You may have heard the latest “buzz words.” Silent illnesses. “What’s the matter with him?” “She is parked in handicapped and even has a placard, but she’s walking in fine.”
I have dealt with many silent illnesses for most of my life. Abuse came first. But the short sleeved uniform blouse was just long enough to cover the fingernail stabs in my upper arms. High enough that no one would see, but hell, even if they had, back in those days, the nuns never would have called authorities.
That was accompanied by verbal attacks. “You are so stupid.” “You will never amount to anything.” “I can tell you aren’t my blood – never would have happened.”
At this point, knowing that I was adopted gave me hope and filled me with despair. I didn’t fit in anywhere.
As an adoptee, I was much taller than my mom by the third grade. That stopped the half-moon fingernail piercing on my upper arms.
When I was in the first grade, my uncle, who was a priest, was the assistant pastor at my grade school. The nun who had my first grade class seemed to think it would impress my uncle if she found me doing something I shouldn’t do. Little crap, like chewing my pencil in half. Or, being called on in class to answer a question – and you had to stand up to reply – that was the day we were allowed to bring Christmas albums to school and I sat back down on the album. This nun took me on the walk of shame several times that year – leaving the other kids (59 of them) alone, so she could mortify me. I still remember 55 years later standing in front of my uncle’s office door as the nun knocked each time. I never remember what happened after he opened the door.
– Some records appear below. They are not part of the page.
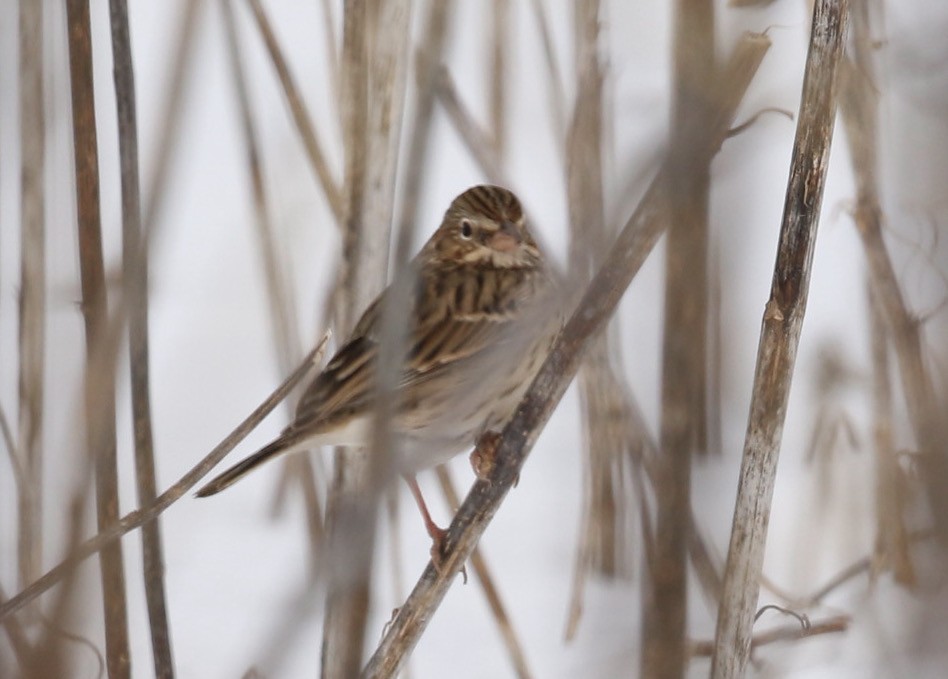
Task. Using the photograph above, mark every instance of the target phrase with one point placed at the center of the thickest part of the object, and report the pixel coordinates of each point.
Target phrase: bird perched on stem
(483, 314)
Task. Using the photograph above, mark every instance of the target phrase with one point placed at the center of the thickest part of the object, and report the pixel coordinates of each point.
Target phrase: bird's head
(484, 226)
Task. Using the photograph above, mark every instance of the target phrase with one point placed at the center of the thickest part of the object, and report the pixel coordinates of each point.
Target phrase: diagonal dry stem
(99, 405)
(479, 564)
(301, 116)
(598, 304)
(28, 454)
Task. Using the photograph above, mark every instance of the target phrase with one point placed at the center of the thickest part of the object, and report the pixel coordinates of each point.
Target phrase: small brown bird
(482, 318)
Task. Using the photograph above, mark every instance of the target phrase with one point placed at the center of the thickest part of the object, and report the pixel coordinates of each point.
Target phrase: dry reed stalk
(353, 495)
(890, 318)
(556, 96)
(664, 620)
(332, 47)
(831, 626)
(632, 246)
(301, 117)
(19, 642)
(602, 386)
(139, 517)
(28, 452)
(169, 127)
(892, 545)
(498, 46)
(479, 564)
(100, 411)
(99, 378)
(779, 338)
(135, 274)
(428, 65)
(475, 138)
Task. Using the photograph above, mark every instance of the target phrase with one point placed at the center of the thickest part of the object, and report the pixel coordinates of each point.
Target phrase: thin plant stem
(100, 410)
(301, 116)
(32, 312)
(491, 593)
(139, 517)
(136, 283)
(632, 246)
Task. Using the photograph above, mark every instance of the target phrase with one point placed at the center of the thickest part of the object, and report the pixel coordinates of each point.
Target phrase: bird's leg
(435, 532)
(484, 457)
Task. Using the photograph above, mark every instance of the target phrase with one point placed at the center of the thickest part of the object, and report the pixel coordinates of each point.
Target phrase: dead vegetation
(391, 80)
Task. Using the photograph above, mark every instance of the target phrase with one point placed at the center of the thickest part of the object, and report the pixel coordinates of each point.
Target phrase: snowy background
(238, 572)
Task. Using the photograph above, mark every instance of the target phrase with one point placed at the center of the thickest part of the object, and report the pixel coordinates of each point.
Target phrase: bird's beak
(507, 238)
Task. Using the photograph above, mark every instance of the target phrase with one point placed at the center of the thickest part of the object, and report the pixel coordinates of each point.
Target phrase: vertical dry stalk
(602, 388)
(556, 97)
(629, 251)
(298, 468)
(859, 104)
(779, 338)
(170, 117)
(892, 545)
(427, 62)
(109, 536)
(32, 332)
(135, 273)
(499, 45)
(279, 291)
(100, 410)
(683, 352)
(350, 514)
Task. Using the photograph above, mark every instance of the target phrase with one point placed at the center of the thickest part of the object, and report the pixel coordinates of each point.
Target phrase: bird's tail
(281, 445)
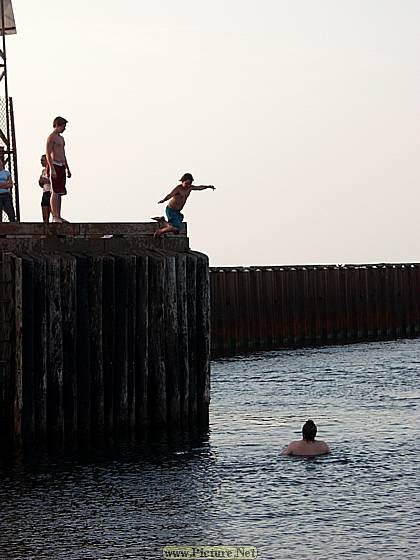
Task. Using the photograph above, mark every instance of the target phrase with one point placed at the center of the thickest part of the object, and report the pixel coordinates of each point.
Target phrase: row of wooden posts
(93, 346)
(259, 308)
Grade school was finally over – only other thing of mention was my youngest brother was born between sixth and seventh grade year. I had one year of non-Catholic education and attended public junior high.
We moved the summer before I started 8th grade, so a new school. I was hopeful. But I think I was also cursed. I had zero confidence in myself at this point.
Got through high school. Shit still happened, but nothing to really add here. I went to several different local colleges. I was engaged by 19, so was trying to find something that I could to add income while he went to law school.
That relationship didn’t make it to the altar. And my next life-defining thing happened. I was 22 and raped. Raped on a college campus in rural Nebraska while visiting my brother. It may sound stupid to some, but I was so grateful when the term PTSD came into our vocabulary. I’m 60 and still have remnants of the July of 1977. Silence? Yup. Went back to my motel room and squatted in the shower for four hours. Hot water lasted about 10 minutes.
Fast forward. Did marry for about 7 years – never could commit myself longer than that. Too many ghosts. In that time I had two beautiful children. He was a reservist. His unit was not called up for the first Persian Gulf War, but he volunteered. I felt abandoned yet again. We divorced about a year later.
When I was 18, I ended up with a bleeding ulcer. I lost 4 units of blood, and received 3. The next year was hospitalized again with ulcerative colitis. I still deal with that. If you ever see a person doing a fast walk leaning backwards, give them the right-of-way – they are heading to the Target/Walmart/any bathroom and afraid to death that they will shit their pants.
I move forward to the 2000’s. Think my undoing started in about 2003-4. The great thing was that all IT people at my company were regularly given raises from 1998-2001. My salary grew substantially. Y2K was my friend.
Was in my mid-forties at this point. I was the only female in my group and also the youngest by at least 10 years. My supervisos wanted me to give up some of my regular work (PBX, auto-attendant and programming) to these soon to be retired asses. My spirit was stolen. When all was said and done, by 2004 I was a highly paid billing clerk.
My body ached. My joints hurt. And I was confused. My PTST kicked in even more hard core than ever. I just didn’t understand why my body was betraying me. In Friday, the 13th of July, 2007, I walked out the door of my work. Didn’t tell anyone I was leaving, I just left. It was about 2:00 (normal leaving time for me was 3).
It took many doctors and many appointments to be diagnosed with severe anxiety (silent), fibromyalgia (major silent), depression, etc. I was fortunate then I had a physician who was willing to work my case as a disability and it went through the first time.
I was on a leave of absence from July of 2007 to the end of May 2008. I was granted retirement. My LTD was fought for a year and didn’t succeed, but SSD did.
This brings me to more recent times. Since February/March I have gone to Urgent Care with total dizziness, vertigo and vomiting. Each time they saw water in my ear and prescribed antibiotics. GUESS WHAT??? Silence.
I’ve been diagnosed (dx) with Meniere’s disease. Brings silence to a new level. When I’m in an episode, I often can’t hear anything. The others symptoms vary with the episode, I don’t always have all of them, but even just a few bring my life to a standstill.
My other silence factor? I smoked for 40 years and in the last 10 years was just under 4 packs a week. I stopped smoking 19-Nov-2013, but still suffer from hard core COPD. And that is why I have a disabled placard for my car. SO QUIT F*CKING STARING AT ME when I walk into the gym or the grocery. OK??
SILENCE IS GOLDEN, except when it isn’t.